AI discovers decades-old vulnerabilities in legacy code, raising security concerns

AI can reverse engineer machine code and find vulnerabilities in ancient legacy architectures, says Microsoft Azure CTO Mark Russinovich, who used his own Apple II code from 40 years ago as an example. Russinovich wrote: "We are entering an era of automated, AI-accelerated vulnerability discovery that will be leveraged by both defenders and attackers."

In May 1986, Russinovich wrote a utility called Enhancer for the Apple II personal computer. The utility, written in 6502 machine language, added the ability to use a variable or BASIC expression for the destination of a GOTO, GOSUB, or RESTORE command, whereas without modification Applesoft BASIC would only accept a line number.

Russinovich had Claude Opus 4.6, released early last month, look over the code. It decompiled the machine language and found several security issues, including a case of "silent incorrect behavior" where, if the destination line was not found, the program would set the pointer to the following line or past the end of the program, instead of reporting an error. The fix would be to check the carry flag, which is set if the line is not found, and branch to an error.

When Anthropic introduced Claude Opus 4.6, the company warned about the problem of AI quickly finding vulnerabilities that could be exploited by hackers. "When we pointed Opus 4.6 at some of the most well-tested codebases (projects that have had fuzzers running against them for years, accumulating millions of hours of CPU time), Opus 4.6 found high-severity vulnerabilities, some that had gone undetected for decades," said the company's Red Team, responsible for raising public awareness of AI risks.

The existence of the vulnerability in Apple II type-in code has only amusement value, but the ability of AI to decompile embedded code and find vulnerabilities is a concern. "Billions of legacy microcontrollers exist globally, many likely running fragile or poorly audited firmware like this," said one comment to Russinovich's post.

Last month, Anthropic said: "We expect that a significant share of the world's code will be scanned by AI in the near future, given how effective models have become at finding long-hidden bugs and security issues."

Although the title of Anthropic's post focuses on making these capabilities available to defenders, at a price, one suspects it is not really a net gain for cybersecurity. Nor is it a win for most open source projects, since AI is also good at finding irrelevant or non-existent security problems, causing a burden for maintainers drowning in AI slop.

This development represents a fundamental shift in the cybersecurity landscape. For decades, legacy systems have operated with the assumption that their obscurity provided some protection. Now, AI tools can rapidly analyze and reverse-engineer code that would take human experts weeks or months to understand.

The implications are particularly concerning for embedded systems. Unlike desktop software that can be patched relatively easily, many embedded devices cannot be updated without physical access. Billions of devices - from industrial controllers to medical equipment to automotive systems - may contain vulnerabilities that AI can now identify and potentially exploit.

Russinovich's experiment demonstrates both the power and the peril of this technology. His 40-year-old Apple II code, written in 6502 assembly language, represents the kind of legacy firmware that powers countless devices today. The fact that modern AI can decompile and analyze such code with ease means that the security through obscurity that has protected many systems is rapidly eroding.

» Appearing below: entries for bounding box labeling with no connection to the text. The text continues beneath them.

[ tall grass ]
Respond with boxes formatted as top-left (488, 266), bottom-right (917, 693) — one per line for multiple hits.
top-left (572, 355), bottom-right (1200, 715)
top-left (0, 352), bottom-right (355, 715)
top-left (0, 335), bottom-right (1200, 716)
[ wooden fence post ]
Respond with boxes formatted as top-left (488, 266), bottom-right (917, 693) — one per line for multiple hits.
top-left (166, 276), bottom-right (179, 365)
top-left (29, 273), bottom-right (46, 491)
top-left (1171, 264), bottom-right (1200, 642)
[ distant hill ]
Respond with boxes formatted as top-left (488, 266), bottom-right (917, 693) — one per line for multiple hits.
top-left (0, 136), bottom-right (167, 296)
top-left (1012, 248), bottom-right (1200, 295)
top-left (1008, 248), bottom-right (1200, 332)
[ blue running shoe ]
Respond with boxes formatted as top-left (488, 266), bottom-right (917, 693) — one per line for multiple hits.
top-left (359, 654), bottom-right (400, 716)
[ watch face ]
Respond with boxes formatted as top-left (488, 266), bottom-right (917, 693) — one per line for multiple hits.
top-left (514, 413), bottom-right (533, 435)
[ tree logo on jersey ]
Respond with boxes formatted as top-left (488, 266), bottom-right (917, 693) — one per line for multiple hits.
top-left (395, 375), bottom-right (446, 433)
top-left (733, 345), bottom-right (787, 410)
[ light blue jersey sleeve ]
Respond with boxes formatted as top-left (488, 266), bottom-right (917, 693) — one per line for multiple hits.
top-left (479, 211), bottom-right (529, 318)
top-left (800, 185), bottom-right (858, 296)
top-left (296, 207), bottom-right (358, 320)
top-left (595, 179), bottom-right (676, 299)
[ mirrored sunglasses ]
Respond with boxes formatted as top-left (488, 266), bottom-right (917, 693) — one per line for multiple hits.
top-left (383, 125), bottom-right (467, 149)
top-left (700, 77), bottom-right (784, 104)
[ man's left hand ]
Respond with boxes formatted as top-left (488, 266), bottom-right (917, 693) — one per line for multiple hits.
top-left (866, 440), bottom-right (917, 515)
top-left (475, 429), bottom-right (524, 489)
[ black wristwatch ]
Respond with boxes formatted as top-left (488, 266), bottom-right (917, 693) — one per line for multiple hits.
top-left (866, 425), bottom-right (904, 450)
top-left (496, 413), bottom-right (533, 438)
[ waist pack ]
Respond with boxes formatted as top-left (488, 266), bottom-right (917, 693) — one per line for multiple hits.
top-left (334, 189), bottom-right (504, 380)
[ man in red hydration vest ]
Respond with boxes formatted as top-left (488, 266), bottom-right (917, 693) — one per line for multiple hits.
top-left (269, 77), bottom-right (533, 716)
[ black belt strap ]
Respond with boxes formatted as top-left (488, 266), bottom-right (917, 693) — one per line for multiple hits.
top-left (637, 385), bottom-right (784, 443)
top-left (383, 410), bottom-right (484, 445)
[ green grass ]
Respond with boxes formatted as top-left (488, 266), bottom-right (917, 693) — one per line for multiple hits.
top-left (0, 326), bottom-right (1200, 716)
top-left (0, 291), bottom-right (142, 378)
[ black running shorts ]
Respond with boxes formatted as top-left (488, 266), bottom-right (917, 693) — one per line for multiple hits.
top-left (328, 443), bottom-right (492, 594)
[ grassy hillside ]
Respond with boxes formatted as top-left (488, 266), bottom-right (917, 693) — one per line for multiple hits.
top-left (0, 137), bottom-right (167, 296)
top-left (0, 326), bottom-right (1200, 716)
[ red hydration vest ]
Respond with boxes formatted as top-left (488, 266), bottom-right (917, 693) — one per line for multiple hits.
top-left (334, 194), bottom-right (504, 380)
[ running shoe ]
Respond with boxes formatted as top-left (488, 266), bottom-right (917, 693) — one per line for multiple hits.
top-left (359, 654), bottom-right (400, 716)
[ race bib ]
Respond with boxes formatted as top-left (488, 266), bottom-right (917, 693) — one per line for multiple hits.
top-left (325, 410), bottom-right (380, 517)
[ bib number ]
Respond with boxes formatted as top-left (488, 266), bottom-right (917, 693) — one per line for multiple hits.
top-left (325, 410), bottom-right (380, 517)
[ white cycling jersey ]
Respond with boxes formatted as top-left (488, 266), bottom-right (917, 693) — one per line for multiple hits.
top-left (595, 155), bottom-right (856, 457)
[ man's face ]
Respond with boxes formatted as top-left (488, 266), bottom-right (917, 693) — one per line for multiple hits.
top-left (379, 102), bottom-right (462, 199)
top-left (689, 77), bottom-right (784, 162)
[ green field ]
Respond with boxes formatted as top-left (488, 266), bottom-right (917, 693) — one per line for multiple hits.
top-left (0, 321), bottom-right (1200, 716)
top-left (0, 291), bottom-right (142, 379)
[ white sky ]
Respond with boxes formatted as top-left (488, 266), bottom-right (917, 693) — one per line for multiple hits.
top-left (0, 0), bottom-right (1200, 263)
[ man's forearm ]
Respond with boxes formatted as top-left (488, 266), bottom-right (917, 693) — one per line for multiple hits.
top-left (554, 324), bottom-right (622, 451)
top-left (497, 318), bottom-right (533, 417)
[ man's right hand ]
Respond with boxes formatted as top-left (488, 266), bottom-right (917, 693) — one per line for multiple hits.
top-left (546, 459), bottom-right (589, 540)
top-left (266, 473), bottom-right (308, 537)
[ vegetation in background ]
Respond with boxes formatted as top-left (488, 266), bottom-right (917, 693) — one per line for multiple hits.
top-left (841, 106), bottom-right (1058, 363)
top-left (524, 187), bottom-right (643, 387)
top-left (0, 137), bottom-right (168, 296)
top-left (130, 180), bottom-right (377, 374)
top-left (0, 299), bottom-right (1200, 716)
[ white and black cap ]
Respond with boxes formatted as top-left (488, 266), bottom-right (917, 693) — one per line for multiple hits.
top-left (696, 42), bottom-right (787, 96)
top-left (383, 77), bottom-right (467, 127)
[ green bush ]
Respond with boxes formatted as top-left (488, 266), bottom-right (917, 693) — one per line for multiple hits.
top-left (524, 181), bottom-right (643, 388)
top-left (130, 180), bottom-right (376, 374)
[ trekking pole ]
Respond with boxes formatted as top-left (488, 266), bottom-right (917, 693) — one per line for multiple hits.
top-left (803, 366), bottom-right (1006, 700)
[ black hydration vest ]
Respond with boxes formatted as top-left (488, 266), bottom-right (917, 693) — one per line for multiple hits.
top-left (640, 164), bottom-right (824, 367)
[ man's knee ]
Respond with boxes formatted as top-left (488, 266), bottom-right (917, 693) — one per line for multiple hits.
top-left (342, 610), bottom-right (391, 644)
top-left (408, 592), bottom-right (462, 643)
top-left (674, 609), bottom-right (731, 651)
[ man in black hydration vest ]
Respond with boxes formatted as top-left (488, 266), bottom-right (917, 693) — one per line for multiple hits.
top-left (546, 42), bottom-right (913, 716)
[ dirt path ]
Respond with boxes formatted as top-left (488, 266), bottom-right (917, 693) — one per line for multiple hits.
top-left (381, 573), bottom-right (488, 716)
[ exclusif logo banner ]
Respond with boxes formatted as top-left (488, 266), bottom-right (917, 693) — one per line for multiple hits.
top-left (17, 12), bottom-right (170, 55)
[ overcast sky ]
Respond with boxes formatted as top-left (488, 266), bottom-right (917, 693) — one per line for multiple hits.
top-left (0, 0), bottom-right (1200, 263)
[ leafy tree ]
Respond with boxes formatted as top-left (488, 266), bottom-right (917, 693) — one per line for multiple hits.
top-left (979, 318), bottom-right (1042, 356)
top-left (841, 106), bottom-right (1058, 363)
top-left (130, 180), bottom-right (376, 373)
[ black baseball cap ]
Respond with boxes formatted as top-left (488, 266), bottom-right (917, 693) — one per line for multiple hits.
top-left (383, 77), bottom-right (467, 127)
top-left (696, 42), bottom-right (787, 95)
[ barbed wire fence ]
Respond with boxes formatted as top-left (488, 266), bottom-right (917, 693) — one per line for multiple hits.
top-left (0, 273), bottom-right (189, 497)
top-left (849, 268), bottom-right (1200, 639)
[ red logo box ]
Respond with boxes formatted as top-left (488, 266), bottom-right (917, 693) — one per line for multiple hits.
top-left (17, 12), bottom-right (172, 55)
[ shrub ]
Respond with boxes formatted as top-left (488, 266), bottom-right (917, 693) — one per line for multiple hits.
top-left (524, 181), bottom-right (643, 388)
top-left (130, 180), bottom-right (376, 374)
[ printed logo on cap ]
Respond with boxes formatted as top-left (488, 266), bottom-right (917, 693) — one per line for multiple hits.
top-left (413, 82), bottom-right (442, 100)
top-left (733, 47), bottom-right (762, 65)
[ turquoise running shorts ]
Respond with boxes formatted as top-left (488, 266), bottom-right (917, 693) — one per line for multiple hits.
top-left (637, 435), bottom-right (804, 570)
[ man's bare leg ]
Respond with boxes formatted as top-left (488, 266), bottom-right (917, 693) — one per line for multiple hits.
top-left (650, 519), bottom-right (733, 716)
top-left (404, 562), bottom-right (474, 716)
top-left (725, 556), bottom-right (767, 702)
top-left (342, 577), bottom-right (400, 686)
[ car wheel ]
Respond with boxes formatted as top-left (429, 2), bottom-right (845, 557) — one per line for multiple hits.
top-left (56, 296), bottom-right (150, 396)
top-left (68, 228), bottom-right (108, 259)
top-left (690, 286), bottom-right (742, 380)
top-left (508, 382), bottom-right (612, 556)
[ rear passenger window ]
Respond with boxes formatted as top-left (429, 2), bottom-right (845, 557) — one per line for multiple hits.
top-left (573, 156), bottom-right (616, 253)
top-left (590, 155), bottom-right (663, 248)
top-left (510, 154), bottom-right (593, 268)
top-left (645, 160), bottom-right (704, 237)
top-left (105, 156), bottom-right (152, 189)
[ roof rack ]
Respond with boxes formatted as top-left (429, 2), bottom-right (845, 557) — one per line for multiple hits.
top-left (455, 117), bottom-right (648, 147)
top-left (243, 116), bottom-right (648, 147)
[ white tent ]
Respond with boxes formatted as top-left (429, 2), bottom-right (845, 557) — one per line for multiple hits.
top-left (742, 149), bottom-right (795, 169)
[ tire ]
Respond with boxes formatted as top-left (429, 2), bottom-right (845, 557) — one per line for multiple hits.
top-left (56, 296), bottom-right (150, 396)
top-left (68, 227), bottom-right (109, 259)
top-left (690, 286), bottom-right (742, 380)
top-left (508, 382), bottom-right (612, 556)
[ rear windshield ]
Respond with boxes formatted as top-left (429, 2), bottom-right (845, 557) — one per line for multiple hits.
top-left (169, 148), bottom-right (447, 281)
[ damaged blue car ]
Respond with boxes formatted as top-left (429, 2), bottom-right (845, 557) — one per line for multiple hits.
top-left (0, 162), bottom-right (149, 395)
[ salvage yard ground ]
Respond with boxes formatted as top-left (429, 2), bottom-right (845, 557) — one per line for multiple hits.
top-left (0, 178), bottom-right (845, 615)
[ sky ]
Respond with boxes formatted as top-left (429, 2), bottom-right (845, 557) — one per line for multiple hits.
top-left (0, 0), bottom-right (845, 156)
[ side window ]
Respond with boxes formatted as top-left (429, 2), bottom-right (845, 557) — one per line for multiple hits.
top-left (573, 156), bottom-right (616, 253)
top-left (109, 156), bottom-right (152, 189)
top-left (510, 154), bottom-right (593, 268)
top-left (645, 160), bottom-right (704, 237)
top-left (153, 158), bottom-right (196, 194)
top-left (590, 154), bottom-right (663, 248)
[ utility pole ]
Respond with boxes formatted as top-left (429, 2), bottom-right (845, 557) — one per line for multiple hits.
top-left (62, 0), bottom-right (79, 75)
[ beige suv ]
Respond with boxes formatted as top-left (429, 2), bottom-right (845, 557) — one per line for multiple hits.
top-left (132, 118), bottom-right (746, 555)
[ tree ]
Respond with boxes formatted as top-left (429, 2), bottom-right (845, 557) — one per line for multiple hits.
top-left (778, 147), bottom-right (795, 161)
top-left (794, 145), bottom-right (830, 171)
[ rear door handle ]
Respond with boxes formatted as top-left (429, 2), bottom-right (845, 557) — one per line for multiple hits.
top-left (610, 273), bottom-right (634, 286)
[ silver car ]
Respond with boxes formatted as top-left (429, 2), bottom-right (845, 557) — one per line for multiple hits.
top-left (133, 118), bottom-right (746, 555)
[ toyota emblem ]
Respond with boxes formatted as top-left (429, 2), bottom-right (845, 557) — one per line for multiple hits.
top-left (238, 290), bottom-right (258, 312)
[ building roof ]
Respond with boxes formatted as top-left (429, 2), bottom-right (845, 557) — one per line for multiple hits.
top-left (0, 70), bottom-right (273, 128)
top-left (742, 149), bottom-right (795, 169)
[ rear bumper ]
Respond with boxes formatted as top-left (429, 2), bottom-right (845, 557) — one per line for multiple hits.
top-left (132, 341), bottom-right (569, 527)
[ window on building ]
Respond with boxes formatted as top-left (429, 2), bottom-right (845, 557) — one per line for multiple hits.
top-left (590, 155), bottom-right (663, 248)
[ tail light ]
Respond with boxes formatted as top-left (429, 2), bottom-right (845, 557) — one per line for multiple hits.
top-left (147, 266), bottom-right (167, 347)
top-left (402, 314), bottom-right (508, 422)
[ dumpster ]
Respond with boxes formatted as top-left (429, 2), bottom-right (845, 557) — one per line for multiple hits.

The cybersecurity community faces a difficult challenge. While defenders can use these same AI tools to find and fix vulnerabilities before attackers do, the sheer volume of legacy code makes comprehensive scanning impractical. Many organizations lack the resources or expertise to properly audit their embedded systems, even with AI assistance.

As one industry expert noted, this is not just about finding bugs - it's about the fundamental asymmetry between attackers and defenders. A motivated attacker with access to powerful AI tools can scan thousands of devices in the time it would take a defender to properly secure a single system.

The race between vulnerability discovery and patch deployment has entered a new phase. With AI accelerating both processes, the window for exploitation may actually be narrowing for actively maintained software. However, for legacy systems that cannot be easily updated, the risk is growing exponentially.

This development also raises questions about the future of software development and security practices. If AI can find vulnerabilities in decades-old code, what does that mean for the security of software being written today? The industry may need to fundamentally rethink how we approach security in an era where automated vulnerability discovery is becoming increasingly sophisticated.

For now, the message from cybersecurity experts is clear: organizations need to take stock of their legacy systems and prioritize security updates wherever possible. The era of assuming old code is "good enough" because nobody has found problems yet may be coming to an end.